On Jun 1, 2017, at 1:09 PM, Barry Warsaw <barry@python.org> wrote:

On Jun 02, 2017, at 02:14 AM, Chris Angelico wrote:

But it also includes people on stable Linux distros, where they have
automatic updates provided by Red Hat or Debian or whomever, so a change like
this WILL propagate - particularly (a) as the window is three entire years,
and (b) if the change is considered important by the distro managers, which
is a smaller group of people to convince than the users themselves.
[...]
So I'd be in the "yes" category.
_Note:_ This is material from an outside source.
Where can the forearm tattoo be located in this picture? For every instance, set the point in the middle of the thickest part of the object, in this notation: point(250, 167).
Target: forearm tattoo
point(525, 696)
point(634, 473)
Across the next few years, I strongly
suspect that 2.7.14 will propagate reasonably well.

I'm not so sure about that, given long term support releases.  For Ubuntu, LTS
releases live for 5 years:

https://www.ubuntu.com/info/release-end-of-life

By 2020, only Ubuntu 16.04 and 18.04 will still be maintained, so while 18.04
will likely contain whatever the latest 2.7 is available at that time, 16.04
won't track upstream point releases, but instead will get select cherry
picks.  For good reason, there's a lot of overhead to backporting fixes into
stable releases, and something as big as being suggested here would, in my
best guess, have a very low chance of showing up in stable releases.
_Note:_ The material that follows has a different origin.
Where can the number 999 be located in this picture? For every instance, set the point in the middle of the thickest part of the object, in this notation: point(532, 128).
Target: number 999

Using 2.7.9 as a sort of benchmark here, currently 26% of downloads from PyPI are using a version of Python older than 2.7.9, 2 months ago that number was 31%. (That’s total across all Python versions). Python >= 2.7.9, <3 is at 43% (previously 53%).

So in ~2.5 years 2.7.9+ has become > 50% of all downloads from PyPI while older versions of Python 2.7 are down to only ~25% of the total number of downloads made by pip. I was also curious about how this had changed over the past year instead of just the past two months, a year ago >=2.7,<2.7.9 accounted for almost 50% of all downloads from PyPI (compared to the 25% today). It *looks* like on average we’re dropping somewhere between 1.5% and 2% each month so a conservative estimate if these numbers hold, we’re be looking at single digit numbers for >=2.7,<2.7.9 in roughly 11 months, or 3.5 years after the release of 2.7.9.
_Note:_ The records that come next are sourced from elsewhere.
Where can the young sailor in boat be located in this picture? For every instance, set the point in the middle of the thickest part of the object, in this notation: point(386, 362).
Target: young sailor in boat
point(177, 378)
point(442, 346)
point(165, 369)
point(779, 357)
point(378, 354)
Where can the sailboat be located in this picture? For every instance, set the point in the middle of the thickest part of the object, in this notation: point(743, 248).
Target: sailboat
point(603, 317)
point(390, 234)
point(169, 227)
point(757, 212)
If we assume that the hypothetical 2.7.14 w/ MemoryBio support would follow a similar adoption curve, we would expect to be able to mandate it for pip/etc in at a worst case scenario, 3-4 years after release.

In addition to that, pip 9 comes with a new feature that makes it easier to sunset support for versions of Python without breaking the world [1]. The likely scenario is that while pip 9+ is increasing in share Python <2.7.14 will be decreasing, and that would mean that we could *likely* start mandating it earlier, maybe at the 2 year mark or so.


[1] An astute reader might ask, why could you not use this same mechanism to simply move on to only supporting Python 3? It’s true we could do that, however as a rule we generally try to keep support for Pythons until the usage drops below some threshold, where that threshold varies based on how hard it is to continue supporting that version of Python and what the “win” is in terms of dropping it. Since we’re still at 90% of downloads from PyPI being done using Python 2, that suggests the threshold for Python 3.x is very far away and will extend beyond 2020 (I mean, we’re just *now* finally able to drop support for Python 2.6).

In case it’s not obvious, I am very much in support of this PEP.